Question

Use the given data to construct a confidence interval for the population proportion of the requested level. x=52, n=72, confidence level 99.9% Round the answer to at least three decimal places.

Answer 1

The 99.9% confidence interval for the population proportion is (0.548, 0.896).

Explanation:

In a sample with a number n of people surveyed with a probability of a success of
`\pi`, and a confidence level of
`1-\alpha`, we have the following confidence interval of proportions.

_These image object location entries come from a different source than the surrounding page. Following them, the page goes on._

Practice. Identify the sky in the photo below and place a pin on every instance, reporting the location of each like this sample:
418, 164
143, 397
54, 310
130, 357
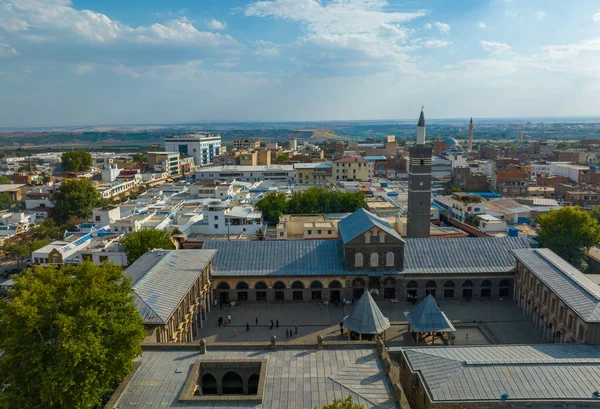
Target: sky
101, 62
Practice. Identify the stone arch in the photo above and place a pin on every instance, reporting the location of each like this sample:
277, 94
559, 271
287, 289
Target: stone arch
242, 285
335, 284
232, 384
389, 259
358, 260
209, 384
253, 384
316, 284
298, 285
279, 285
374, 260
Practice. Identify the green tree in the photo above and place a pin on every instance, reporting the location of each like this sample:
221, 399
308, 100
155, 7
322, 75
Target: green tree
569, 232
76, 161
75, 198
138, 243
273, 205
347, 403
69, 336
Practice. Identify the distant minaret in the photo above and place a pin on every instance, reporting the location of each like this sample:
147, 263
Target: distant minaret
419, 185
471, 135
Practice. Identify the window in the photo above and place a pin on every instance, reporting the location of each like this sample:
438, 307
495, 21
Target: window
358, 260
374, 259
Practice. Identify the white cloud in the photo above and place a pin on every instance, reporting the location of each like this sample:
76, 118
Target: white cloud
494, 47
216, 24
436, 43
443, 27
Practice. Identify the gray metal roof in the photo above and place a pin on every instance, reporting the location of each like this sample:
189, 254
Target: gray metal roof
296, 379
366, 317
427, 317
576, 290
359, 222
474, 255
277, 258
162, 278
550, 372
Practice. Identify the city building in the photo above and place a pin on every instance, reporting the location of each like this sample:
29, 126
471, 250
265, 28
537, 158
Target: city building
350, 168
419, 185
202, 146
172, 292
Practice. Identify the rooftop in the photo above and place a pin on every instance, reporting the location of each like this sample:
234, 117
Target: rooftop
546, 373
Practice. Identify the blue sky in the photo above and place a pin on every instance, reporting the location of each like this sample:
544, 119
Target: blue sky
92, 62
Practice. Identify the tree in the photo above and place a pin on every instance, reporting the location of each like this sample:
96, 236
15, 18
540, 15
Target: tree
569, 232
273, 205
76, 161
347, 403
69, 336
74, 198
138, 243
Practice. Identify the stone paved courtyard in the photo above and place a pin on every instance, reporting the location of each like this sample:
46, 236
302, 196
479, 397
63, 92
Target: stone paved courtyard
502, 318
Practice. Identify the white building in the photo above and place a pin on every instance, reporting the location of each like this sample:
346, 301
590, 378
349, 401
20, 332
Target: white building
283, 173
202, 146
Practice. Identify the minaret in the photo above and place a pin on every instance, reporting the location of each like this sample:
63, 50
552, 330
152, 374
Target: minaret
419, 185
471, 135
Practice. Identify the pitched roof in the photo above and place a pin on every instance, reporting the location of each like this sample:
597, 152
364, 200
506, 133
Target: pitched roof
162, 278
359, 222
427, 317
277, 258
463, 255
550, 372
366, 317
576, 290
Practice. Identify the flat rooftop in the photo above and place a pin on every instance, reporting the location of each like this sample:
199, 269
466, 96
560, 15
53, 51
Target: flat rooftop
296, 379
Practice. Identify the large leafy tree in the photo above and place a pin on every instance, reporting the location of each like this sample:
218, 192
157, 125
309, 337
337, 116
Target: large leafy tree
569, 232
347, 403
139, 242
75, 198
75, 161
69, 336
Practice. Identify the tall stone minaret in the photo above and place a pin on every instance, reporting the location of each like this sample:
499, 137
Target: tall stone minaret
471, 135
419, 185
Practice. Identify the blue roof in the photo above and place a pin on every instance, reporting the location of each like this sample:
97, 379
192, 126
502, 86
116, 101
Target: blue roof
277, 258
359, 222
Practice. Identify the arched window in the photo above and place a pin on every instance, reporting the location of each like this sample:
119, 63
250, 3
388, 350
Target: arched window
241, 286
232, 384
374, 259
209, 385
389, 259
316, 284
253, 384
389, 282
358, 260
335, 284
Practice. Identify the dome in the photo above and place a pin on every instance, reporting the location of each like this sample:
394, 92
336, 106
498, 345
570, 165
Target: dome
450, 142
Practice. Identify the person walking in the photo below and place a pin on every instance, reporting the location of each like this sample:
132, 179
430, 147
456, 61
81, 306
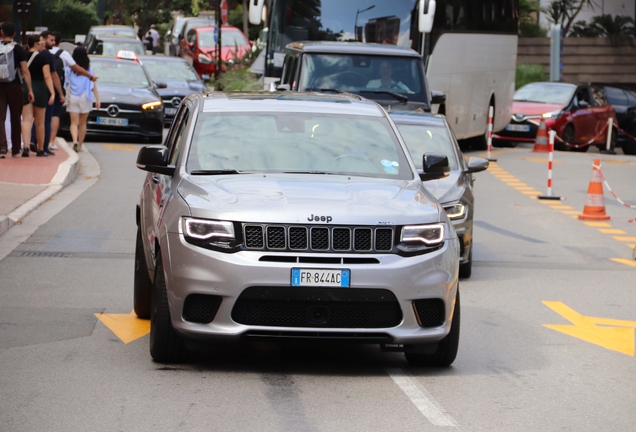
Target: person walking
153, 35
43, 91
64, 63
12, 65
80, 102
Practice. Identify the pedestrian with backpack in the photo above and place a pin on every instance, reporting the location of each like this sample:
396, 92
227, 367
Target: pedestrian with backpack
64, 64
13, 69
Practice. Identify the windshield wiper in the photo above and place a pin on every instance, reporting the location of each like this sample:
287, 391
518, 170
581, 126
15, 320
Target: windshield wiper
397, 96
216, 172
323, 90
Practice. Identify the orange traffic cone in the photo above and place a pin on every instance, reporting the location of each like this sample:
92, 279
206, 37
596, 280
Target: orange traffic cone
541, 142
594, 208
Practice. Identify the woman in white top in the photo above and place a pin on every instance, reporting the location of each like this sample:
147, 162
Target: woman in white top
80, 102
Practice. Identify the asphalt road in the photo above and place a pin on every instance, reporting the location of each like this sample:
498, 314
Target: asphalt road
66, 277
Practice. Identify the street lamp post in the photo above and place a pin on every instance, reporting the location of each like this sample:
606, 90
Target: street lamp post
355, 25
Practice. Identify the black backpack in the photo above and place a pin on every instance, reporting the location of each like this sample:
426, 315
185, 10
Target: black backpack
59, 66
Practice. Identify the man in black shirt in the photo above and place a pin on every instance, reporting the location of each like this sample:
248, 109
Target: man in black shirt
11, 93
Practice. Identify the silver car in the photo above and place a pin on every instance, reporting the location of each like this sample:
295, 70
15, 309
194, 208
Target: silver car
424, 132
293, 215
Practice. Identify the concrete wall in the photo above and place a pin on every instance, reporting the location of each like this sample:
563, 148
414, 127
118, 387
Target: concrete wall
612, 7
584, 59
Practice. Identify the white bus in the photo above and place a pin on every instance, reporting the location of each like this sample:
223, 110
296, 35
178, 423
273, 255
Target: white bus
469, 47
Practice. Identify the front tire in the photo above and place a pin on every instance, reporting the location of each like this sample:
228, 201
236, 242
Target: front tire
166, 346
142, 283
446, 351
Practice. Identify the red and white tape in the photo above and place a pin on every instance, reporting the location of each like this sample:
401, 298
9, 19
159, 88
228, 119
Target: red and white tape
598, 167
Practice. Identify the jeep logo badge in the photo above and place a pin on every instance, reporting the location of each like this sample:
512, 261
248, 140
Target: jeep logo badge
320, 218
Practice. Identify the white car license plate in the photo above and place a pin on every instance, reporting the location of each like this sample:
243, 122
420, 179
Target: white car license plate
518, 128
112, 122
321, 277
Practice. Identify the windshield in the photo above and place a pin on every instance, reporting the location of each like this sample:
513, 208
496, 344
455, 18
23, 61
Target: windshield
109, 48
297, 142
120, 73
421, 139
369, 76
228, 38
119, 31
170, 70
552, 93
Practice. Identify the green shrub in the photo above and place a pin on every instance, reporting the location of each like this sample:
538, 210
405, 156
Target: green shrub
527, 73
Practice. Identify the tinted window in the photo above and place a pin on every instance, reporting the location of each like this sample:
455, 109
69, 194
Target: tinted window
545, 93
297, 142
616, 96
421, 139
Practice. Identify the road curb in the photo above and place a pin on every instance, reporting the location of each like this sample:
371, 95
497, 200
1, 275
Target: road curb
67, 172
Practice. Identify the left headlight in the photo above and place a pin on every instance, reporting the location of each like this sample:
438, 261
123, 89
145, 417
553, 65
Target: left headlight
210, 234
430, 235
455, 211
155, 105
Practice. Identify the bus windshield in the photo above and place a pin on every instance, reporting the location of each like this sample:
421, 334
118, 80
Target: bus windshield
373, 77
388, 22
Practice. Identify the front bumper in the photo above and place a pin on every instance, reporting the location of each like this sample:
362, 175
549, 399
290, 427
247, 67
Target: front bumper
191, 270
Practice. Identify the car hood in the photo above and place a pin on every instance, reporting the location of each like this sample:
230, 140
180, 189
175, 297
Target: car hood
448, 189
534, 108
295, 198
180, 88
125, 95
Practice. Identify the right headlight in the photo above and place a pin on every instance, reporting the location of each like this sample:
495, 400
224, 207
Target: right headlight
430, 235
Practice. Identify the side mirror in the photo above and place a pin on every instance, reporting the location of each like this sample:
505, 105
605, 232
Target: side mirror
437, 97
476, 164
153, 159
435, 166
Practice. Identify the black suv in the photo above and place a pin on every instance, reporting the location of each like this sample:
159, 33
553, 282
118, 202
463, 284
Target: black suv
388, 74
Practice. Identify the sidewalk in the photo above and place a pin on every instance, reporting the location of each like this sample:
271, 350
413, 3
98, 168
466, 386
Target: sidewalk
26, 183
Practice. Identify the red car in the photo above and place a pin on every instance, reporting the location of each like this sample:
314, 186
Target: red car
199, 48
578, 113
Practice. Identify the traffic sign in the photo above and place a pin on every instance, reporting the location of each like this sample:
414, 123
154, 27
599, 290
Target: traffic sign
224, 12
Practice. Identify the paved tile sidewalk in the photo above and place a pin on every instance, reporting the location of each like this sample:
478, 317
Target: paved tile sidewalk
26, 183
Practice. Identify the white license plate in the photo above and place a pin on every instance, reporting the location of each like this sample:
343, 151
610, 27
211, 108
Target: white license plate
321, 277
518, 128
112, 122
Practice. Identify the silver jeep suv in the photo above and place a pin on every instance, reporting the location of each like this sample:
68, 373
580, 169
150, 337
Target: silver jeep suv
293, 215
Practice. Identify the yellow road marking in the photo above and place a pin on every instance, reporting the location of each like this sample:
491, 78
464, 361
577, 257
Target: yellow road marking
631, 263
121, 147
597, 224
541, 160
618, 337
624, 238
126, 327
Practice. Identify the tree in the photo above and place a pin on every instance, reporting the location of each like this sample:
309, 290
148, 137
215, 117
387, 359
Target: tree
565, 11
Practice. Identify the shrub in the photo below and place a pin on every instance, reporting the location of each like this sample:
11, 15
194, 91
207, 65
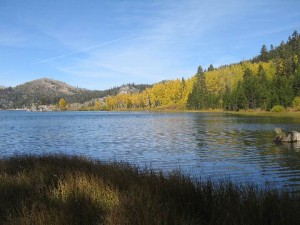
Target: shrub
278, 108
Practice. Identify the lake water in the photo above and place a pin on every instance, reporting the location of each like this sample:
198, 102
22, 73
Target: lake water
215, 145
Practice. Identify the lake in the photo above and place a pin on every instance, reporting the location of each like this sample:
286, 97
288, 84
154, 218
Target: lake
215, 145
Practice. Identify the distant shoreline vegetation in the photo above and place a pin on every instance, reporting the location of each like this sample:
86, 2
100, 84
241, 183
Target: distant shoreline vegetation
268, 82
61, 189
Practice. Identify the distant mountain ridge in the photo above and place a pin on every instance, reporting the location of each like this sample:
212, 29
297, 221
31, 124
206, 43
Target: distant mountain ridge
47, 91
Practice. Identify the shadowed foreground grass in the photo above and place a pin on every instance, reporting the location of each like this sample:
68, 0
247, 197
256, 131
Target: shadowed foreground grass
74, 190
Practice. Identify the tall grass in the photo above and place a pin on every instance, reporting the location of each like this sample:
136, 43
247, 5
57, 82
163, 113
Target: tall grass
75, 190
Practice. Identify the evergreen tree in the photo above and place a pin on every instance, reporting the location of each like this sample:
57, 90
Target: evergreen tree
264, 54
198, 98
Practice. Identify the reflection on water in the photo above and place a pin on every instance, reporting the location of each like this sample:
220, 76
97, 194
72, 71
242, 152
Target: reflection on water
216, 145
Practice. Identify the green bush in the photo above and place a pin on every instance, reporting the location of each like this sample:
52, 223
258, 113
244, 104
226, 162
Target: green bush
278, 108
296, 103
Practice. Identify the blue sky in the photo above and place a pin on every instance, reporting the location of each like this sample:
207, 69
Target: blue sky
99, 44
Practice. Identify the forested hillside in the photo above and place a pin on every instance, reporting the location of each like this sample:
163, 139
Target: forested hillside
271, 79
48, 92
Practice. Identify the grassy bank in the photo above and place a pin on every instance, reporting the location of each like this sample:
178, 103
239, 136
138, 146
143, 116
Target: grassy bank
74, 190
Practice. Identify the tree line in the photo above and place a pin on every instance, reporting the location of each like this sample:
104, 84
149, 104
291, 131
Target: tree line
270, 79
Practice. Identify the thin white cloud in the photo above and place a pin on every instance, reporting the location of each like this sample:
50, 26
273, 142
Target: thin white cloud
84, 50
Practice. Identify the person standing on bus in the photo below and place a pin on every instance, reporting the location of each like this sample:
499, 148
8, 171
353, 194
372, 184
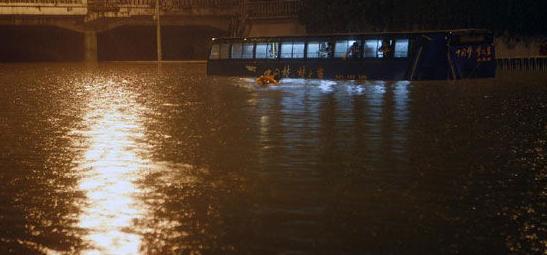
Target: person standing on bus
354, 51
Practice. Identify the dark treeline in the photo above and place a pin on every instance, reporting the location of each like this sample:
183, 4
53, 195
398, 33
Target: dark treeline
509, 17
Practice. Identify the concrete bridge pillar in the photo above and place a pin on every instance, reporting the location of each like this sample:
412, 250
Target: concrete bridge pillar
90, 46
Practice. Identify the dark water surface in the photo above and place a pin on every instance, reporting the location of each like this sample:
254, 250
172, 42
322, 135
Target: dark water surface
136, 159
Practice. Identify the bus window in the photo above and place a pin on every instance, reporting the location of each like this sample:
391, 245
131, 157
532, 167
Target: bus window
318, 50
266, 50
386, 48
224, 51
342, 48
292, 50
371, 48
237, 50
248, 49
401, 48
215, 52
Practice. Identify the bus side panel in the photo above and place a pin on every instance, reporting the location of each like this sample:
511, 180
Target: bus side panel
474, 61
393, 69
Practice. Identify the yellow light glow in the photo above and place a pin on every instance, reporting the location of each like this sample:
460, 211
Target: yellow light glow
110, 167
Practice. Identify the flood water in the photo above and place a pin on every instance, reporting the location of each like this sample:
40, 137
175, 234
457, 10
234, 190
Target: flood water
138, 159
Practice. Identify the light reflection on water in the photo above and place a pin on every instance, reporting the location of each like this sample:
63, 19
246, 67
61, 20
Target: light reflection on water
123, 159
111, 165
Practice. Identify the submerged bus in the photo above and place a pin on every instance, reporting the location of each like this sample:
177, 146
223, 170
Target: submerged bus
433, 55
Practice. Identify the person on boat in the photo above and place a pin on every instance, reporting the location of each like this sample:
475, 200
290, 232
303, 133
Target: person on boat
267, 78
277, 75
353, 51
386, 49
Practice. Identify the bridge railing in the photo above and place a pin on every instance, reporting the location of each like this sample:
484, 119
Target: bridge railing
179, 4
41, 2
524, 64
273, 8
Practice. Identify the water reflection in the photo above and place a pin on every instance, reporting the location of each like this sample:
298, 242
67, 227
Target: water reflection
110, 166
186, 164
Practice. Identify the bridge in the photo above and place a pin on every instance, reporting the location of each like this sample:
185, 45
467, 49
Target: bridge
236, 17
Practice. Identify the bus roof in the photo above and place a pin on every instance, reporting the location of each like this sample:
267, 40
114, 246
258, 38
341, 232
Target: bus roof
325, 35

`\pi \pm z\sqrt{(\pi(1-\pi))/(n)}`

In which

z is the zscore that has a pvalue of
`1 - (\alpha)/(2)`.

For this problem, we have that:

`n = 72, \pi = (x)/(n) = (52)/(72) = 0.722`

99.9% confidence level

So
`\alpha = 0.001`, z is the value of Z that has a pvalue of
`1 - (0.001)/(2) = 0.9995`, so
`Z = 3.29`.

The lower limit of this interval is:

`\pi - z\sqrt{(\pi(1-\pi))/(n)} = 0.722 - 3.29\sqrt{(0.722*0.278)/(72)} = 0.548`

The upper limit of this interval is:

`\pi + z\sqrt{(\pi(1-\pi))/(n)} = 0.722 + 3.29\sqrt{(0.722*0.278)/(72)} = 0.896`

The 99.9% confidence interval for the population proportion is (0.548, 0.896).